Varsovie-L’Alhambra-Paris n’est rien d’autre qu’une traversée du désert européen, un voyage au plus profond des blessures de l’âme, des ruptures. Ruptures, il en est plus que question au travers des deux premiers disques de ce triptyque : Varsovie et l’Alhambra . Tous deux sont imprégnés des mélancolies d’un homme, attachant ou rebutant, c’est selon. L’habillage de ces deux tomes n’y changera rien car armé d’une guitare sèche et de sa voix la plus criarde, notre dijonnais pavoise de long en large le mal-être amoureux. Enregistrer ces dix-neuf comptines sans en connaître les textes n’améliorera pas l’idée désastreuse dont se fait le détracteur habituel de Saez. Pourtant, cet ensemble d’incohérences et de défauts, que tous ses opus contiennent, procure une odeur insoupçonnée d’instantané, un polaroïd d’humeurs et de sentiments. La qualité des textes ne rend l’ambiance que plus transcendante. Ce tout apporte une couleur à l’instant, au périple vagabond d’un « tourtereau sans tourterelle » (titre Anéanti). La patte Brelienne est très présente, tant dans le fond que dans la forme : L’articulation des mots autour des mélodies, la présence de nombreux personnages ainsi que l’utilisation du moi (« Y’a Bartek, y’a Janek, y’a Voïtek et y’a moi » titre Varsovie) ou d’autres termes employés par le Grand Jacques ( écouter, entre autres, Varsovie, Anéanti, Putains vous m’aurez plus, L’enterrement, etc.).

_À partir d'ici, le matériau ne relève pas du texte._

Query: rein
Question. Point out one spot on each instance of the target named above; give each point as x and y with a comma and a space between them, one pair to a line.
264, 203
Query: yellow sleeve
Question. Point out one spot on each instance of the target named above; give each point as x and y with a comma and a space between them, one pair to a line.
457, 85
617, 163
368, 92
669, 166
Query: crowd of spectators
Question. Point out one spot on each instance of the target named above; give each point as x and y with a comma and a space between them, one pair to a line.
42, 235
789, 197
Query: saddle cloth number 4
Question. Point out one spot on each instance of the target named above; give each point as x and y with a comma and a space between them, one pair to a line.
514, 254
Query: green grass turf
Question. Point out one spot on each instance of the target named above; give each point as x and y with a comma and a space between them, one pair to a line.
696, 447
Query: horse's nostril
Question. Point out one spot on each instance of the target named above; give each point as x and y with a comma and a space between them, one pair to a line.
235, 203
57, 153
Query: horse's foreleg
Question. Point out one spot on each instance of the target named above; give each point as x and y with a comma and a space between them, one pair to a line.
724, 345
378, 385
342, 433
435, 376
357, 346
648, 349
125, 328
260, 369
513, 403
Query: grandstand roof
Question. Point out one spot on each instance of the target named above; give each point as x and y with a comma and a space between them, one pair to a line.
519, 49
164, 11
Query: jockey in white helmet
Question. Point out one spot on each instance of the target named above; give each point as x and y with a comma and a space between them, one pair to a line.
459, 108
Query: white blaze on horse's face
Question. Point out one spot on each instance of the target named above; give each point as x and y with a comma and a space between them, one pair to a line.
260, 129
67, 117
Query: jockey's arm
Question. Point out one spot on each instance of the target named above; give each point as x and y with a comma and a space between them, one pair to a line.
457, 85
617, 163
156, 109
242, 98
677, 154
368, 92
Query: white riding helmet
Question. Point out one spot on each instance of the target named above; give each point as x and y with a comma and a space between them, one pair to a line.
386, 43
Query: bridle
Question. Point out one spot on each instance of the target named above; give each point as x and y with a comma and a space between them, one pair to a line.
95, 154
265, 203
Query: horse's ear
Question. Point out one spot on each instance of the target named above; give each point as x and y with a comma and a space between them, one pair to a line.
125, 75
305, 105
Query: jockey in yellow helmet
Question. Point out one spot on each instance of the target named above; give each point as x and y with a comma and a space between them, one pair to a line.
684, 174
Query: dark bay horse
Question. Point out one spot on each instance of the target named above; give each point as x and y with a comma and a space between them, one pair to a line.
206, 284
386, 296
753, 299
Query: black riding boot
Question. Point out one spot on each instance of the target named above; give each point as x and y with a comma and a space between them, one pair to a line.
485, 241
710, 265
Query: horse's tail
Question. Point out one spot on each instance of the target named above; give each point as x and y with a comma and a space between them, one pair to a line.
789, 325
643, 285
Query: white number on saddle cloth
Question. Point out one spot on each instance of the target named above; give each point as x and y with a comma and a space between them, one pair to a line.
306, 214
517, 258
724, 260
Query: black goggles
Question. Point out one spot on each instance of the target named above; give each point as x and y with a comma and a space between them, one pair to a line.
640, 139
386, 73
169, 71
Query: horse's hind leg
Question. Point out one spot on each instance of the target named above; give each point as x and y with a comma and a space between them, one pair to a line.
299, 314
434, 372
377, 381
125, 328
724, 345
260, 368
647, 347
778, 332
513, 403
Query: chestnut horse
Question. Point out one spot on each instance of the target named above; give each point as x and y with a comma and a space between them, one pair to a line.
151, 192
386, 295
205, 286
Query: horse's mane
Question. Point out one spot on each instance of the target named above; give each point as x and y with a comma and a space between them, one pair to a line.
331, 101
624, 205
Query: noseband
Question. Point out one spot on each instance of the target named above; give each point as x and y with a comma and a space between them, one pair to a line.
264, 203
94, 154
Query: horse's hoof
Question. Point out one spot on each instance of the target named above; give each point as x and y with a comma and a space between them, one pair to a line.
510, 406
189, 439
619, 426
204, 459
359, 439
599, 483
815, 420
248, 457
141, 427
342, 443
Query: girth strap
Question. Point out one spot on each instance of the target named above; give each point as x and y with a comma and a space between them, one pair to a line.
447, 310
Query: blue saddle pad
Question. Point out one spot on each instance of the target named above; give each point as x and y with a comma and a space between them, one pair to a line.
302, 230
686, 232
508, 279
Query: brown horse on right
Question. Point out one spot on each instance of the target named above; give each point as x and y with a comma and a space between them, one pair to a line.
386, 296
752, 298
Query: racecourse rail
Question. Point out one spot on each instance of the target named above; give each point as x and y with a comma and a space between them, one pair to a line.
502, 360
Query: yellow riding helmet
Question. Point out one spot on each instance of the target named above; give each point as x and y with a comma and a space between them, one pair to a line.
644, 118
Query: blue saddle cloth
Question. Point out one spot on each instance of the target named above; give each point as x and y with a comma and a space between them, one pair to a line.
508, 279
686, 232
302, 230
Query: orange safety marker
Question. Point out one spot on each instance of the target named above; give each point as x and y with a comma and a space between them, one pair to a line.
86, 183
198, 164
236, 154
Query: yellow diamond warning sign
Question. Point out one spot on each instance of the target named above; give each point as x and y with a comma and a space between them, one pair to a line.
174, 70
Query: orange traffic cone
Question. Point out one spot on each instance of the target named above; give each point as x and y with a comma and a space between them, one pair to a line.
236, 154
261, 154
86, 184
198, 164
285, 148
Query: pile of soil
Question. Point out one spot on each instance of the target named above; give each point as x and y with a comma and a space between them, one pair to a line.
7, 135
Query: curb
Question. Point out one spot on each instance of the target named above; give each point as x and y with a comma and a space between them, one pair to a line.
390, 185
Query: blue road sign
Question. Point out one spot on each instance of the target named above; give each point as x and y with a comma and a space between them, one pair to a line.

Paris fait office d’accalmie et reste de loin le tome le plus abordable de ce tableau. Beaucoup plus léché, recherché, ce troisième volet n’en est pas moins brut. Les textes sont tout aussi mélancoliques, mais bien moins maladifs et pessimistes. Deux hors-propos se permettent d’apparaître : On a pas la thune et Jeunesse lève-toi, le second rappelant l’auditeur aux années Jours Étranges, le terme « jeunesse » y étant pour beaucoup. Le triptyque est un tout, le retour aux origines, ce paysage humain et fragile. Enregistré en une matinée, le jour de son anniversaire, Saez revient avec l’opus acoustique dont il rêvait, toujours plus ennuyeux pour certains et toujours plus attachant pour d’autres.